If all the schools in Stockton are absolutely determined to have stakeholder representation, they should have it, but if schools elsewhere want to focus specifically and exclusively on the skills they need, that is what they should do. We should have a system that enables that to happen. We want to ensure that governors and governance are fit for purpose, that our schools are constantly improving and delivering the best possible outcomes for their pupils, and that our pupils have the ability to seize and exploit opportunities in the world of work and whatever else they want to do with their lives.

To my mind, the future is not about replicating what happened in the past. It is about understanding the dynamics and changes that will influence people’s experience of work and economics. We are talking about a global economy, new technologies, new ways of working, new relationships and new structures. Governance must change to be able to respond to all those dynamics.

I want to ask the Minister several things.
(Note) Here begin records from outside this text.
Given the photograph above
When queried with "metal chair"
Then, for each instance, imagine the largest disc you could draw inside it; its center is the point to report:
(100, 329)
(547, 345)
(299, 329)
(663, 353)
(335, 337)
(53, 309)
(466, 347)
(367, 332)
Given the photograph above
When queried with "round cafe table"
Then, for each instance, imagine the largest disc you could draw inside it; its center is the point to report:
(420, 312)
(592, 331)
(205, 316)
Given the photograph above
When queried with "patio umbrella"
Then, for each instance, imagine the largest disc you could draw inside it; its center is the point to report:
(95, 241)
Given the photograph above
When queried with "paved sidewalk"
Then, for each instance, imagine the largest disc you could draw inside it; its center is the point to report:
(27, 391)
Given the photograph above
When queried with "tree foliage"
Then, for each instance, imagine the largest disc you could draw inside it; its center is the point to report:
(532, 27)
First, how will she inspire the best people to be governors? Secondly, how will deregulating the system ensure that governing bodies can shape themselves to reflect the sort of school that they want to have and their interpretation of their community and the business world? Thirdly, will she consider how to get rid of failing governing bodies? I have put on the table the idea of the ultimate option—parents revolting—but there are processes between doing nothing and using a “nuclear deterrent”. Those processes must be teased out and must have some relationship with measurement of attainment and inspection of schools. Fourthly, it is key to ensure that we focus on skills rather than just stakeholders. One can be achieved without excluding the other, but the most important thing is to have the best people governing our schools for our children and their future.